The outlook for U.S. hotels at the end of 2020 is slightly better than previously thought, but the industry isn’t likely to return to pre-pandemic levels for years, according to data recently released at the NYU International Hospitality Industry Investment Conference.
Data analysts STR and Tourism Economics suggest U.S. hotel occupancy will close the year with an average of 42.2%, or 2.5% higher than the agencies’ last prediction, made in August. The upgrade came courtesy of stronger-than-expected performances by hotels in the fall.
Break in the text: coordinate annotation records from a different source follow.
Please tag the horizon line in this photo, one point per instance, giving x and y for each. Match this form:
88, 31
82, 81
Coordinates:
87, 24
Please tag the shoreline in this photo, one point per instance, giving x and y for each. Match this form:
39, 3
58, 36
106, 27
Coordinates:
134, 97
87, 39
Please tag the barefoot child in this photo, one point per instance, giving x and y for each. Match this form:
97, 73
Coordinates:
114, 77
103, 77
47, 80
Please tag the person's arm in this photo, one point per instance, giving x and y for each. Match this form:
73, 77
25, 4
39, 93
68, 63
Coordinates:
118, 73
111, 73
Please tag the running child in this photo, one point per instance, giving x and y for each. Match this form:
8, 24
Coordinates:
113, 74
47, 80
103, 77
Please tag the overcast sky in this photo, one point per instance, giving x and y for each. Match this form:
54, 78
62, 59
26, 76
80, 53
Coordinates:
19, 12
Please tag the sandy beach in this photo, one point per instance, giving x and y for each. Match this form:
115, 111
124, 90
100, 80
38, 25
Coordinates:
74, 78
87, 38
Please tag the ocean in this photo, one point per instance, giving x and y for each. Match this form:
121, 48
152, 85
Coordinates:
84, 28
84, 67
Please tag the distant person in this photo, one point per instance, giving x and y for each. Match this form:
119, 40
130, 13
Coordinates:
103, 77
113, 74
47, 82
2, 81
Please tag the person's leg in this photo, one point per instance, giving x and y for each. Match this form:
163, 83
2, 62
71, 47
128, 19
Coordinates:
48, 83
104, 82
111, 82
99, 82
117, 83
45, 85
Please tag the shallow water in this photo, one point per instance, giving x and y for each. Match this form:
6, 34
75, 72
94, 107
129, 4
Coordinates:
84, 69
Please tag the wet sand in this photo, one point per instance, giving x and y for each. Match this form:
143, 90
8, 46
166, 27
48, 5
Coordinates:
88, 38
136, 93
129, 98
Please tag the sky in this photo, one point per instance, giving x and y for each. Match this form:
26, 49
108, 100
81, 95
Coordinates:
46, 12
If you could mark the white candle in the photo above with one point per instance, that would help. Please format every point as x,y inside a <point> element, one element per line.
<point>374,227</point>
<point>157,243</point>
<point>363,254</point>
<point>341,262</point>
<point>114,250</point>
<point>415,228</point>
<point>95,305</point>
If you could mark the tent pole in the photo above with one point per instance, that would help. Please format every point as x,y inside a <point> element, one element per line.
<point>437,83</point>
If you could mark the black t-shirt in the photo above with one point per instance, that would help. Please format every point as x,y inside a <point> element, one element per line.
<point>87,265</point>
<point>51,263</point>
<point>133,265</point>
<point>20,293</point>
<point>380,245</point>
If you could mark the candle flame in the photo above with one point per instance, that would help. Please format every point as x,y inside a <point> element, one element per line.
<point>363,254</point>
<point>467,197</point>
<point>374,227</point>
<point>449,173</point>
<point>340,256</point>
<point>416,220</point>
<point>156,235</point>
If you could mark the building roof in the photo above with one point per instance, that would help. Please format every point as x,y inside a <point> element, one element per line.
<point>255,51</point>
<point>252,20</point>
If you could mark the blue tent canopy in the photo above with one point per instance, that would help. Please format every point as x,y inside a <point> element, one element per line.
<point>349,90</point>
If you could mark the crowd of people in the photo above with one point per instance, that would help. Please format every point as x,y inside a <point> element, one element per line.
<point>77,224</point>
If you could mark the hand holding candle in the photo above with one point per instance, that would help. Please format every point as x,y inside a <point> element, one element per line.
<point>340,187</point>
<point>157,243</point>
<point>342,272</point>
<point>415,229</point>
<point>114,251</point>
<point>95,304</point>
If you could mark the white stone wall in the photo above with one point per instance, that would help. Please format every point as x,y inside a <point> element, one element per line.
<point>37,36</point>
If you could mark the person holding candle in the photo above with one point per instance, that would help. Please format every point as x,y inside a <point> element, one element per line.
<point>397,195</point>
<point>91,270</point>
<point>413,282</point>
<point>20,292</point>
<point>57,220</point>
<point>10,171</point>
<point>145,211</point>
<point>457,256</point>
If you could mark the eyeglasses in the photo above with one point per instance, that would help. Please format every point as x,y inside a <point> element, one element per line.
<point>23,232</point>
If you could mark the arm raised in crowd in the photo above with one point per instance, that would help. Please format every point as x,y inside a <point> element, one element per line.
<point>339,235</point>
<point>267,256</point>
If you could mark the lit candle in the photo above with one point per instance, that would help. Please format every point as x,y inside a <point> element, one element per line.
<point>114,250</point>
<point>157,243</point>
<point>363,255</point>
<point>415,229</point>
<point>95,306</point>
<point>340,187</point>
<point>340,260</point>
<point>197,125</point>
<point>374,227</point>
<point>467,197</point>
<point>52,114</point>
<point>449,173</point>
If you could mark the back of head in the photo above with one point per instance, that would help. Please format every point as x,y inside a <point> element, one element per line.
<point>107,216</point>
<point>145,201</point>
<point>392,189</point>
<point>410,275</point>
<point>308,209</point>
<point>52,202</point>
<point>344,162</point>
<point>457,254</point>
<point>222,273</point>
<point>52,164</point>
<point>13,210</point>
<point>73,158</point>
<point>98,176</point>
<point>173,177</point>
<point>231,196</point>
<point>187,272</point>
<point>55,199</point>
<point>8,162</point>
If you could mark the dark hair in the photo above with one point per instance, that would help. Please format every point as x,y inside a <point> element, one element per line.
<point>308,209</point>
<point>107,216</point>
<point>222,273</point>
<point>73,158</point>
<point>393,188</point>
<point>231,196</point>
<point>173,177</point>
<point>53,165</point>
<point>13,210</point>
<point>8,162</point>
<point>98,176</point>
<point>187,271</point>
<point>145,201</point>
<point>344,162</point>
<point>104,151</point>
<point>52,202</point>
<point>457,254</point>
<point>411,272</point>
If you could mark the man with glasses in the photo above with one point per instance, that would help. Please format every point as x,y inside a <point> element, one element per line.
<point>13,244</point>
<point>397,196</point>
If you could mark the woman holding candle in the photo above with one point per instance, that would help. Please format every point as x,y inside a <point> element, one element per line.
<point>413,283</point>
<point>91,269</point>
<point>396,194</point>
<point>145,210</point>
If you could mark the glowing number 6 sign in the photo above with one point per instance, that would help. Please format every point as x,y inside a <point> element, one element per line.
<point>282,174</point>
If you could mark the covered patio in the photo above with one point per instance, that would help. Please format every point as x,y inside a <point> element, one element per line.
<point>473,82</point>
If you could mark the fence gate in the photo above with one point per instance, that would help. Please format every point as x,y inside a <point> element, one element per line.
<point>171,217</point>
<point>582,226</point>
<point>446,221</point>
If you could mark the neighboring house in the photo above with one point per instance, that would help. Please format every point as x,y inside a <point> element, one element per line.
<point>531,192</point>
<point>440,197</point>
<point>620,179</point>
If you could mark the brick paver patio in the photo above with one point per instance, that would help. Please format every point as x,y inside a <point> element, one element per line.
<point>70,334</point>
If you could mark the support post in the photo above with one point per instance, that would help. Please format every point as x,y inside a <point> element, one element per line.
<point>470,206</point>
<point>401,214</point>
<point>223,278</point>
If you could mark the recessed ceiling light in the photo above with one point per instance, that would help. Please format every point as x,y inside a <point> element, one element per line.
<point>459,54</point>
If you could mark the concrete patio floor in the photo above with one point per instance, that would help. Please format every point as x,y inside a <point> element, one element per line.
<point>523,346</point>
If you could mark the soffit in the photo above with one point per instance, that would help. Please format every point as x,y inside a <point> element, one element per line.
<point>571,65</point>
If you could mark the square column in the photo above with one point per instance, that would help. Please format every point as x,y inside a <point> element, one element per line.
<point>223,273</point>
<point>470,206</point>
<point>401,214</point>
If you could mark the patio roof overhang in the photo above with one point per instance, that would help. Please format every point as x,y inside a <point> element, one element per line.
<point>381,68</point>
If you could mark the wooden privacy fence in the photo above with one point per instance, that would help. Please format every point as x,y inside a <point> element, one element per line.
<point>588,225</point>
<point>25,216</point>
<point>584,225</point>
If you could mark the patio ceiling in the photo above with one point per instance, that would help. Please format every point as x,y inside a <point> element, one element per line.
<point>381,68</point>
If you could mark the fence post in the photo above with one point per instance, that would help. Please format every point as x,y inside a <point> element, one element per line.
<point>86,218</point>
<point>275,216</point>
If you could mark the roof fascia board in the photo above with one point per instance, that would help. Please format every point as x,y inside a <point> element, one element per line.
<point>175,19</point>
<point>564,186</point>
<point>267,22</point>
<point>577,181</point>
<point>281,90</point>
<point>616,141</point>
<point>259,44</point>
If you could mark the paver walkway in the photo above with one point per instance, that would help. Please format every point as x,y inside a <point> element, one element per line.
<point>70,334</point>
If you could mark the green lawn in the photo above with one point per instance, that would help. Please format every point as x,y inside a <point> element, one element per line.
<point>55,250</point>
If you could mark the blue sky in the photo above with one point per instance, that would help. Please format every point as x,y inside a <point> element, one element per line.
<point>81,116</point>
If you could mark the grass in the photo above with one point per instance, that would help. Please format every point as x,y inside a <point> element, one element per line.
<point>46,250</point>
However, the forecast for 2021 remains unchanged. STR predicts hotels will capture 80% of pre-pandemic demand by the end of next year, and full recovery is not expected until 2024.
“Even with the encouraging vaccine news of this week, this pandemic and the subsequent economic impact will continue to limit hotel demand generators into the second half of next year,” said STR president Amanda Hite.
Orlando hotel performance remains below the national average. Occupancy in Orlando area hotels was 31.9% for the week ending Nov. 7, according to STR.
Loss of demand has hit tourism-heavy Orlando especially hard. Thousands of people have been laid off or indefinitely furloughed from hotels. As of Oct. 14, the Orange County Convention Center had canceled or rescheduled more than 90 conferences and events, estimating the economic impact to the region to be $1.8 billion.
In STR’s recovery timeline, essential meeting travel and regional events could begin to return next year, with international events starting to come back in the third quarter. But the rebound is based on “[a]ssuming substantial progress is made against the virus in the first half of 2021,” according to Tourism Economics president Adam Sacks.